Feeding mechanisms in snakes


Meeting Abstract

S9-1.7  Jan. 6  Feeding mechanisms in snakes KLEY, N.J.*; MEHTA, R.S.; Stony Brook Univ.; Univ. of California, Davis nathan.kley@stonybrook.edu

Most previous studies of snake feeding mechanisms have focused predominantly on details of the anatomy of the jaw apparatus and/or various qualitative aspects of feeding behavior.
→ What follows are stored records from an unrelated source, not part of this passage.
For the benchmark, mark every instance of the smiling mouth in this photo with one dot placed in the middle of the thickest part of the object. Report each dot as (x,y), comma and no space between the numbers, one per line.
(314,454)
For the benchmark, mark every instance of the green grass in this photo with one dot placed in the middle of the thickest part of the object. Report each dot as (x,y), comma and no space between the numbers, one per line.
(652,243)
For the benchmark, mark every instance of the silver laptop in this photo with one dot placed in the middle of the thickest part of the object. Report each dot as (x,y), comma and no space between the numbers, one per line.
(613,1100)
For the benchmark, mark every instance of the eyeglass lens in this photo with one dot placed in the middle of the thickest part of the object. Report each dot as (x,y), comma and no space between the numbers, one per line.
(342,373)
In contrast, relatively few studies have attempted to quantify feeding performance in living snakes, and none have done so within a broad, phylogenetic context; most such studies have focused on single species. In this study, we examined feeding performance across a relatively wide range of prey sizes in a phylogenetically, morphologically, and ecologically diverse sample of nearly twenty species of terrestrial and fossorial snakes. Prey transport performance was evaluated for all species studied, and prey capture/subjugation performance was evaluated for several constricting species. Interspecific differences in prey transport performance were then correlated with differences in the relative sizes of various elements of the feeding apparatus, such as the supratemporal, quadrate, palatine, pterygoid, dentary, and compound bone. The relationships between feeding performance and morphology that were obtained from these analyses will be discussed in the context of several hypotheses that have emerged from recent molecular phylogenetic studies, which have called into question the traditional, gradualistic view of the evolution of macrophagy in alethinophidian snakes.